Here’s what you need to do if you encounter errors when copying files on Big Sur:

Method 1: Change the Adapter to a USB 3.0 Compatible Adapter.

USB slow copying speed on Mac causes significant delays in transferring data to the USB drive. One of the reasons could be because you are using a USB drive that is USB 2.0. This means that the USB drive has a maximum reading capacity of 35Mb per second. So even if you are connected to a USB 3.0 port on your Mac, the transfer speed will still be slow due to this reason. The only way you can enhance the speed is by changing the USB drive.

Method 2: Turn Off Spotlighting for the USB Flash Drive.

The other cause behind the MacBook USB slow transfer is due to Spotlight’s activities. Spotlight is an indexing tool that enables macOS to search for information in an organized manner. It figures out where everything is and enables you to find any file with ease.

You can speed up the transfer of files on your USB drive by disabling Spotlight. Follow the steps below to do this:

  1. Open System Preferences and select Spotlight.
  2. From the window, click on the Privacy tab.
  3. Click + button at the bottom to add your USB drive.
  4. The next time you plug your USB drive, Spotlight will ignore the storage device and you can transfer files normally.

Method 3: Convert the USB file system from FAT32 to APFS.

Sometimes the slow file transfer can be attributed to an incorrect file system. The Apple File System (APFS) has long replaced the HFS+ version. It is now preferred format on SSDs, flash drives, and encryption. The reason you need to format your drive to APFS is because it is the file system that works best with Mac operating systems. It means that your USB drive is not completely compatible with your Mac if you can also use it on a computer running on a different OS, like Windows.

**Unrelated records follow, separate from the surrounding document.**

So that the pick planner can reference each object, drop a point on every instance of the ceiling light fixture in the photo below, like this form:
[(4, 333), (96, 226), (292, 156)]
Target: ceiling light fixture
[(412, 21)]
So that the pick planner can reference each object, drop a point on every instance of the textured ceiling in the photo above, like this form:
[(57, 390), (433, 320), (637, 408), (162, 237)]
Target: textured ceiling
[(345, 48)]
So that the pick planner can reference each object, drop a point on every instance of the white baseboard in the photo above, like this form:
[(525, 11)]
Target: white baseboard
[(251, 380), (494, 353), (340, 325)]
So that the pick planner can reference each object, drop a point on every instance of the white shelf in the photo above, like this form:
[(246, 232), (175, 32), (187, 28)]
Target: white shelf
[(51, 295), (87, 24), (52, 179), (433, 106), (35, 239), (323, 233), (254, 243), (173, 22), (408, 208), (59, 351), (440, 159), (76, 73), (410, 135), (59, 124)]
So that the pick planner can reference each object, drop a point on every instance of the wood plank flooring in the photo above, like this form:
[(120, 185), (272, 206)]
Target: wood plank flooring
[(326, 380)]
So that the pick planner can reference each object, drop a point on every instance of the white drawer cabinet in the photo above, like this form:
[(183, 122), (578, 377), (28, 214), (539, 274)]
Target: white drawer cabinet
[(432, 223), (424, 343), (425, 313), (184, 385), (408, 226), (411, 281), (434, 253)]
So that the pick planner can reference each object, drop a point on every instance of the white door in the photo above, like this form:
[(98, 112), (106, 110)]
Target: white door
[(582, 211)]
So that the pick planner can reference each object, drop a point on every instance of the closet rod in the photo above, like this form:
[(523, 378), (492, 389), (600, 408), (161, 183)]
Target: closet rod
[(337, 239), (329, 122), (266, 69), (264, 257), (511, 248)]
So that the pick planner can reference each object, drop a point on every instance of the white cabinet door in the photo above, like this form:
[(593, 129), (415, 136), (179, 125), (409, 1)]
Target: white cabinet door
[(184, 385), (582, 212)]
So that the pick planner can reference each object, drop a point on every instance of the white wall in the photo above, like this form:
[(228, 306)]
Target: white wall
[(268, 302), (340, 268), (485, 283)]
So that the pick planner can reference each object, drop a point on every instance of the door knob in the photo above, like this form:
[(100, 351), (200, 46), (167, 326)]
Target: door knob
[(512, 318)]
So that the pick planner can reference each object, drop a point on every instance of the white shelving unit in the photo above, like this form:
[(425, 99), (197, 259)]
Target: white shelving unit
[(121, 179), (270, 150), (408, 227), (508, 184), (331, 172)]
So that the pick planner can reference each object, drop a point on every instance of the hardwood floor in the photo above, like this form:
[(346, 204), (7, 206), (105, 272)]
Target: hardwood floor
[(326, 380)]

Here are the steps that will help you format the drive to APFS:

  1. On your Mac, open the Disk Utility. Connect your USB drive.
  2. Click Show All Devices under the View tab.
  3. From the left pane of the window, choose your USB drive, then click Partition.
  4. Check that Scheme is set to GUID Partition Map.
  5. Now, choose Mac OS Extended (Journaled) option under the format category.
  6. Click the Apply button.
  7. Next, click the Partition button, and select the USB drive.
  8. Right-click on it and from the dropdown menu that appears, choose Convert to APFS.
  9. You will see a completed message after the conversion is complete.
  10. Click the Done button to complete the process.

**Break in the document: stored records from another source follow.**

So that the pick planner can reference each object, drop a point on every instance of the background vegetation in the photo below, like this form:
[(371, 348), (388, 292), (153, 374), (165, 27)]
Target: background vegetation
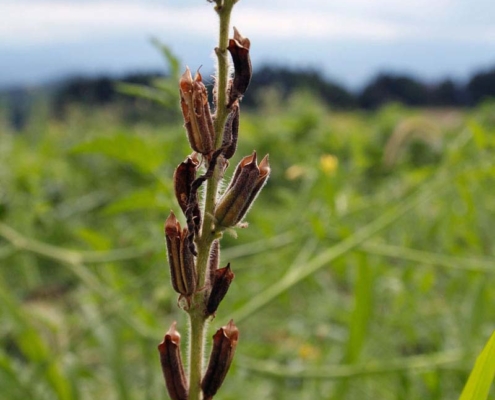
[(366, 273)]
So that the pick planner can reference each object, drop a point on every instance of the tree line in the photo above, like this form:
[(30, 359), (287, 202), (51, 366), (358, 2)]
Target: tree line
[(383, 88)]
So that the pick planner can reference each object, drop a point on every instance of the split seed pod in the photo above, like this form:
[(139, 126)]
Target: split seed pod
[(196, 112), (180, 257), (224, 345), (248, 180), (171, 362), (222, 279), (239, 50), (184, 176), (231, 132)]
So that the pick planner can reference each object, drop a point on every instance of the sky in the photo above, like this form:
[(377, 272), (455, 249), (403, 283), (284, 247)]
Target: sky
[(348, 41)]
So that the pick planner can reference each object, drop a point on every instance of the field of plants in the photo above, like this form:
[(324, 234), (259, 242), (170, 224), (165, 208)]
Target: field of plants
[(367, 271)]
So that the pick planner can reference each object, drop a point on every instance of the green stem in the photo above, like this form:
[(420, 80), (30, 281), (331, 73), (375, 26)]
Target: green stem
[(207, 236)]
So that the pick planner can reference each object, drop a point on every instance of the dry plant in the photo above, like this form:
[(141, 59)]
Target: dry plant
[(194, 251)]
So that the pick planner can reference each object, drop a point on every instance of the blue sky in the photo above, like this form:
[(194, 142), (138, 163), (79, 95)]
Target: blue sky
[(349, 40)]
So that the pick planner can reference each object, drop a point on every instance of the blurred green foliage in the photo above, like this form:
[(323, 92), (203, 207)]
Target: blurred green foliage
[(366, 271)]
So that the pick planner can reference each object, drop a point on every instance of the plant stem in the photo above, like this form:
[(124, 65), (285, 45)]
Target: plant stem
[(207, 236), (222, 77)]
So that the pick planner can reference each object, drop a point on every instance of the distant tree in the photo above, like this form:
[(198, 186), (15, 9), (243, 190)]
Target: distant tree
[(447, 93), (481, 86), (94, 91), (390, 88)]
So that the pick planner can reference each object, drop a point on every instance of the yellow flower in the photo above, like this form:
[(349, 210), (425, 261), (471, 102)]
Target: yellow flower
[(329, 164)]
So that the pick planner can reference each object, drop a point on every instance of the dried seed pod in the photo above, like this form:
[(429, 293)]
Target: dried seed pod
[(239, 50), (184, 176), (171, 362), (224, 345), (214, 260), (243, 188), (180, 257), (223, 277), (196, 112), (231, 132)]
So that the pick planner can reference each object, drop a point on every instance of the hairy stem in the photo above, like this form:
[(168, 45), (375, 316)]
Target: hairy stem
[(207, 236)]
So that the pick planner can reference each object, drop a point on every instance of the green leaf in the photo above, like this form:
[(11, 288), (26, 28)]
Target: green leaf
[(481, 377)]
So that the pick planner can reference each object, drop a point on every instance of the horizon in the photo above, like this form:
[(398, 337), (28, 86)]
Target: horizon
[(48, 40)]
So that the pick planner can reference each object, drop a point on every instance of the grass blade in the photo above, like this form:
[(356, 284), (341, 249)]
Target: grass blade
[(481, 377)]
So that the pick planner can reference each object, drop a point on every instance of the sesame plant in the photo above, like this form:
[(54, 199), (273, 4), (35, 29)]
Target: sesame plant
[(194, 250)]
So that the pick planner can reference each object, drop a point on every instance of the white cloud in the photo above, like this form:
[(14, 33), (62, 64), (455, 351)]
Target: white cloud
[(25, 22)]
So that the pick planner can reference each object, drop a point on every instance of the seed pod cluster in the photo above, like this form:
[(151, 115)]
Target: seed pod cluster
[(185, 246)]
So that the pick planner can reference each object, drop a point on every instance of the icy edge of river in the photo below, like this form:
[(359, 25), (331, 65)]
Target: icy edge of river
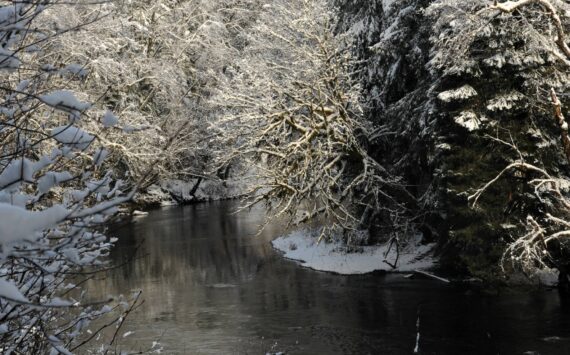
[(301, 246)]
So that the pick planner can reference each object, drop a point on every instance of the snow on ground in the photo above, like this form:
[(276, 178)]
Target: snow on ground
[(333, 257)]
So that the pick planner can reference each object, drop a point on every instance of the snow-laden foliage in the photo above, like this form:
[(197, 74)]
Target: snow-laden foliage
[(292, 115), (154, 65), (447, 83), (55, 191)]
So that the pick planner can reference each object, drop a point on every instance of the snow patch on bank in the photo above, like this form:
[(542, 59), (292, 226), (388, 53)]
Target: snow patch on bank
[(302, 246)]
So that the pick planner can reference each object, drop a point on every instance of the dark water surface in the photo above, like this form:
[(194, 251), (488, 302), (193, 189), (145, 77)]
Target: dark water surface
[(212, 287)]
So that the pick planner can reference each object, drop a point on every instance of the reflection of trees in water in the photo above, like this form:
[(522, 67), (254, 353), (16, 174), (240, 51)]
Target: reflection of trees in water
[(198, 252)]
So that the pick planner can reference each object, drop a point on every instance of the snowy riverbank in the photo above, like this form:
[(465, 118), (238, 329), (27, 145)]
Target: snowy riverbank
[(301, 246)]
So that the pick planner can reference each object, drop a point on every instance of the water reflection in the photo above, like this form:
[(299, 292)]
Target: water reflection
[(212, 287)]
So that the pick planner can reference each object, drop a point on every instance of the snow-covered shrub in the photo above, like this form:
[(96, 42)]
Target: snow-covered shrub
[(154, 64), (292, 115), (55, 190)]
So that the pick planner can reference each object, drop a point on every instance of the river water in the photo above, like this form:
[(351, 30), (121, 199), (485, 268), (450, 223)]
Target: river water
[(211, 286)]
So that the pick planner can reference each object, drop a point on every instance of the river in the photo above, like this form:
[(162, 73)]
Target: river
[(211, 286)]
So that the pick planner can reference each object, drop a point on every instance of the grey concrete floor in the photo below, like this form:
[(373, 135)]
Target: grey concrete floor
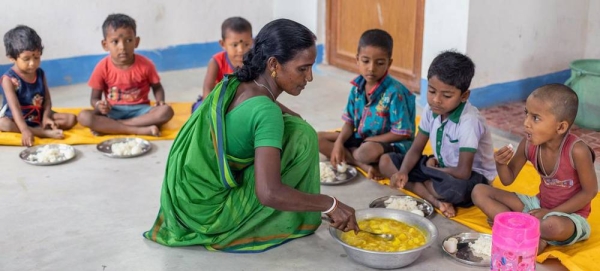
[(90, 213)]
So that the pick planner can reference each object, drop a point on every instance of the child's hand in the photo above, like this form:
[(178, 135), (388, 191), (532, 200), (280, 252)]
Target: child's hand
[(337, 155), (539, 213), (103, 107), (49, 122), (27, 137), (504, 154), (398, 180), (432, 162)]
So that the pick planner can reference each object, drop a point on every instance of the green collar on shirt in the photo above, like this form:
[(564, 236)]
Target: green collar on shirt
[(455, 115)]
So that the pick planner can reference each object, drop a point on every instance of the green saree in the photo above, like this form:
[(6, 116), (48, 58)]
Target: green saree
[(208, 195)]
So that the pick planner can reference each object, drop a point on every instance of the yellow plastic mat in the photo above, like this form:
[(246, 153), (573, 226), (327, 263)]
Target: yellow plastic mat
[(79, 135)]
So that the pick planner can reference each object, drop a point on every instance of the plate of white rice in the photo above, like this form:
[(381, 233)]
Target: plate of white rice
[(469, 248), (126, 147), (404, 203), (47, 155), (334, 176)]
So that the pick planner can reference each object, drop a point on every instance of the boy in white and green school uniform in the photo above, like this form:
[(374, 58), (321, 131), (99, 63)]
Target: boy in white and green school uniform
[(460, 139)]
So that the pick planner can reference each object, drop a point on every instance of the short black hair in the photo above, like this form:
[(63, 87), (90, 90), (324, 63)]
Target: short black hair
[(21, 38), (377, 38), (117, 21), (563, 101), (453, 68), (235, 24)]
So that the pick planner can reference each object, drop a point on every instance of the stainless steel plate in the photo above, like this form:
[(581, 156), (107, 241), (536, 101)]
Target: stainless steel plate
[(65, 153), (106, 147), (341, 178), (422, 204), (464, 253)]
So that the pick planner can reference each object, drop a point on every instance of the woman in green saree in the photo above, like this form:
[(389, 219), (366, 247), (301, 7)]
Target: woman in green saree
[(242, 176)]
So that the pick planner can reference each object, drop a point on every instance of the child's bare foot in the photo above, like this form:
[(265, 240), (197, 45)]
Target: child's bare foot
[(374, 174), (446, 208), (150, 130), (55, 133), (542, 245)]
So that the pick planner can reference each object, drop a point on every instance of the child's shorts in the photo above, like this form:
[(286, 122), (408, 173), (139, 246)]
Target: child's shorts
[(450, 189), (121, 112), (582, 227), (354, 142), (5, 113)]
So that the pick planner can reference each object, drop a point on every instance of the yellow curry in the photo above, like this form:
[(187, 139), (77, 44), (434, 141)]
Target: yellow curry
[(406, 237)]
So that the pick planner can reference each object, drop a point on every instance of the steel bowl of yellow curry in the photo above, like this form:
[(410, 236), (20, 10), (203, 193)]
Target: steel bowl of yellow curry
[(411, 235)]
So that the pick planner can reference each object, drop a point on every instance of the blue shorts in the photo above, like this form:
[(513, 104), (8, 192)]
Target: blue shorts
[(121, 112), (582, 227), (450, 189)]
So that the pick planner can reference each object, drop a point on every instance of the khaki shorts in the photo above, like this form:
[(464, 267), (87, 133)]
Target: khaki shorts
[(582, 227)]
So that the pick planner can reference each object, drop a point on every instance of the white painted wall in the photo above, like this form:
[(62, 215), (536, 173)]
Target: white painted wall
[(513, 39), (306, 12), (73, 28), (446, 27), (592, 49)]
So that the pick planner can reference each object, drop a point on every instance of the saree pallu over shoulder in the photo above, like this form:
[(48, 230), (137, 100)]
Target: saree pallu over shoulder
[(208, 197)]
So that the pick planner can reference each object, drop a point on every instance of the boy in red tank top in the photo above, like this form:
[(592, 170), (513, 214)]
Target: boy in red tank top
[(565, 163), (125, 78)]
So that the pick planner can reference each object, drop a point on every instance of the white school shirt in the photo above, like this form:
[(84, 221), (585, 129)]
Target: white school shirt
[(463, 130)]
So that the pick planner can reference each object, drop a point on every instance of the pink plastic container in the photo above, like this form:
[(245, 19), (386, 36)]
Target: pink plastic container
[(515, 239)]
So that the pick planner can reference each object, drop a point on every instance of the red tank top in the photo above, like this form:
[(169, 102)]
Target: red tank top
[(563, 183), (224, 64)]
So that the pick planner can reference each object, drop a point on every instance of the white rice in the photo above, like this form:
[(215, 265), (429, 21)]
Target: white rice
[(327, 174), (47, 154), (401, 203), (127, 148), (482, 246)]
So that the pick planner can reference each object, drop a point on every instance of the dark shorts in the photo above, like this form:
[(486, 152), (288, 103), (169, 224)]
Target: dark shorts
[(4, 114), (354, 142), (452, 190)]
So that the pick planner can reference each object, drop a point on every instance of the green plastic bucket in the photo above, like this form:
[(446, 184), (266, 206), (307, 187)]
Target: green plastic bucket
[(585, 81)]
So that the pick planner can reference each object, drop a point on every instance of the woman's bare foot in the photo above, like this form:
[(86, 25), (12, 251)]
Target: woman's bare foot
[(446, 208), (149, 130), (55, 133), (374, 173), (542, 245)]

Another way to convert your USB drive is to use Terminal. Here are the steps you should follow:

  1. Go to the Utilities folder and launch Terminal.
  2. Type in the command diskutil list in the Terminal window. This command will provide all the disks connected to the Mac.
  3. Choose the drive with the APFS file system from the list. Be careful while selecting the flash drive.
  4. Type in the command: diskutil apfs createContainer/dev/<identifier>. (Identifier is the letter assigned to the flash drive). The command will begin the process and notify you as soon as the disk changes to the file system.
  5. You must add volume to the new disk. Enter the command: diskutil apfs add Volume <identifier> APFS<newAPFS>. It will replace the identifier with a new APFS container.

After completion, you can check the changed properties of the drive.

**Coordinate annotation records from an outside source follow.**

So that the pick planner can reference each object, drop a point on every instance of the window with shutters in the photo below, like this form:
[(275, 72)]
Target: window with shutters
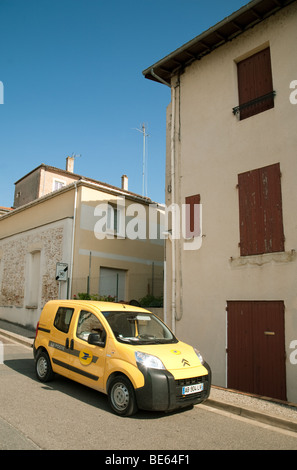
[(255, 87), (192, 217), (260, 211)]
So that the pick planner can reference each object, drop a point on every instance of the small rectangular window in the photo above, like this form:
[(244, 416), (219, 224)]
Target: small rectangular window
[(89, 323), (192, 216), (63, 319), (255, 87), (260, 211)]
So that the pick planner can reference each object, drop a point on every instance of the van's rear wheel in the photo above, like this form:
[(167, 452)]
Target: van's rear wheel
[(121, 396), (43, 367)]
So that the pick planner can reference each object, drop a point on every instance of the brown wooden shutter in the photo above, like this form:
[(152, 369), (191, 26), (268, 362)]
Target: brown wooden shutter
[(260, 211), (255, 83), (192, 225)]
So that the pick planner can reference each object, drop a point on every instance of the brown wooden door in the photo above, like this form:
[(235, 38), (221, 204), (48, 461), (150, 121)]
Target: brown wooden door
[(256, 347)]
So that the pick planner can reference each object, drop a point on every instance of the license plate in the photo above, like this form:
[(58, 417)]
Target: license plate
[(192, 389)]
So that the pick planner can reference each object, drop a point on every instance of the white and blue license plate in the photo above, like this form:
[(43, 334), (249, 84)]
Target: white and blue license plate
[(187, 390)]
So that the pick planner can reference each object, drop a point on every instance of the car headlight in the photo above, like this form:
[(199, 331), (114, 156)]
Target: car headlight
[(151, 362), (199, 355)]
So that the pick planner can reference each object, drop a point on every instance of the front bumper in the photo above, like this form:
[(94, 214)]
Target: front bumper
[(163, 393)]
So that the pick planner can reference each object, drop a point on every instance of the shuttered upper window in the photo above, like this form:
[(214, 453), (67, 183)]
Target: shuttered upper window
[(255, 87), (193, 216), (260, 211)]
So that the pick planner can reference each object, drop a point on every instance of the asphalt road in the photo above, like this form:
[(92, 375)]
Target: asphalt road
[(63, 415)]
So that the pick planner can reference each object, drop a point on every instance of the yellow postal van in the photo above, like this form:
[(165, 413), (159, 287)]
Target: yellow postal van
[(125, 352)]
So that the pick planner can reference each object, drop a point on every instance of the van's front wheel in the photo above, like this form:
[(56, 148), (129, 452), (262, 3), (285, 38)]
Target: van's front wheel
[(43, 367), (121, 396)]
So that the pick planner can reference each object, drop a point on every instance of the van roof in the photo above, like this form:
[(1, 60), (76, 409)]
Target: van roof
[(103, 306)]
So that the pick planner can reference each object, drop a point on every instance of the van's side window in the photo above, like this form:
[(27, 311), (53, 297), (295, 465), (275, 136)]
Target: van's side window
[(63, 319), (89, 323)]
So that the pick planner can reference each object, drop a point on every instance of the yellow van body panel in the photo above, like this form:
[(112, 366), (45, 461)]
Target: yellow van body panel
[(96, 365)]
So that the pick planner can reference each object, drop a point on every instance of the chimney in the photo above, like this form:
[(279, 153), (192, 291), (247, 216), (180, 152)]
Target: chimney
[(70, 164), (125, 182)]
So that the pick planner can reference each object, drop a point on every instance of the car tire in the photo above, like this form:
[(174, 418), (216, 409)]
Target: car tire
[(121, 396), (43, 367)]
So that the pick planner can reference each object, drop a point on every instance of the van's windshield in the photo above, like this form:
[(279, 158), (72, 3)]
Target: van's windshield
[(139, 328)]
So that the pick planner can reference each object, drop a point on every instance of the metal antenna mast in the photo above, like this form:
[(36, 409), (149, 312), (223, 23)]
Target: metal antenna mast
[(144, 177)]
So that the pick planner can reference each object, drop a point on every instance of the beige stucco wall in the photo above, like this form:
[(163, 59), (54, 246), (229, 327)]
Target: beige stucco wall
[(44, 228), (211, 148), (140, 259)]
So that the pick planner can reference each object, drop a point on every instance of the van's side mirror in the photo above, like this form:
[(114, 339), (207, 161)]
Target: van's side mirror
[(95, 338)]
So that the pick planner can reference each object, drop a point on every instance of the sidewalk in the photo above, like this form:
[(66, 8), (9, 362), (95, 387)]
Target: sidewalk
[(266, 410)]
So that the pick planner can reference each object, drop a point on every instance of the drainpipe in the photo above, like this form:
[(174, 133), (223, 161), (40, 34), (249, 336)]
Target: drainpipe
[(72, 242), (172, 173)]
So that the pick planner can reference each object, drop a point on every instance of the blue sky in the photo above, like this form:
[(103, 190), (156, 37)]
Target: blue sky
[(72, 77)]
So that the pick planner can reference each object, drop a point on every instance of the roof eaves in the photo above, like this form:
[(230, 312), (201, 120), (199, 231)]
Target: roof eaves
[(224, 31)]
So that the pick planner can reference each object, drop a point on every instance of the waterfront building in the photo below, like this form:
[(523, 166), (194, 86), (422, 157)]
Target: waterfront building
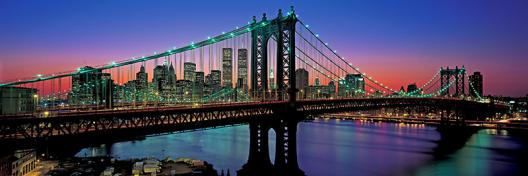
[(227, 67), (198, 87), (215, 80), (183, 90), (92, 87), (14, 100), (331, 89), (353, 85), (477, 83), (189, 69), (272, 82), (21, 163), (301, 80), (412, 88)]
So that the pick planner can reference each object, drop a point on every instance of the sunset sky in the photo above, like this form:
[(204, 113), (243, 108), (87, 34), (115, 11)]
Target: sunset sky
[(397, 42)]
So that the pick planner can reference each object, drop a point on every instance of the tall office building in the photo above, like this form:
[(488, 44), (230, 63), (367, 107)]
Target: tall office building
[(331, 89), (272, 82), (301, 80), (92, 88), (227, 67), (477, 83), (198, 87), (242, 68), (189, 69), (215, 80), (352, 85), (142, 79)]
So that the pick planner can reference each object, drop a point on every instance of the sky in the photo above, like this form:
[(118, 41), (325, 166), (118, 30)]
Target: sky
[(397, 42)]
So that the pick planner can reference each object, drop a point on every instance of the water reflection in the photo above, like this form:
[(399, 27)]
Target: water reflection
[(330, 147)]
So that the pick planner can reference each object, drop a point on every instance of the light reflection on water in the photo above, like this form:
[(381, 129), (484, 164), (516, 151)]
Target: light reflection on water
[(330, 147)]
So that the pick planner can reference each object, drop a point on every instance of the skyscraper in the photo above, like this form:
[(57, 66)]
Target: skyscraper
[(189, 69), (215, 80), (412, 88), (353, 85), (142, 78), (227, 67), (198, 88), (301, 80), (242, 68), (272, 80), (477, 82), (92, 88)]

Method 4: Delete Problematic Finder Preference Files.

In some cases, the preferences files associated with the Finder app could be corrupted or broken, causing file transfer to be slow. To fix this, the best way is to delete Finder Preferences.

To do this, follow the steps below:

  1. Search for ~/Library/Preferences/ in the Spotlight bar, and click the top result to open the Preferences folder.
  2. In the new window, locate this file com.apple.finder.plist.
  3. Right-click and select Move to Trash.
  4. Now close the folder and restart your Mac.

Note: It’s harmless to delete a .plist file because after rebooting, your Mac will regenerate the deleted preference file itself.


The slow copying on Big Sur issue can be very annoying as we are used to quick file transfers on Mac. But the problem does happen now and then, particularly when you just upgraded your Mac to a newer macOS version. The fixes above should help you resolve the issue and get Finder functioning normally again.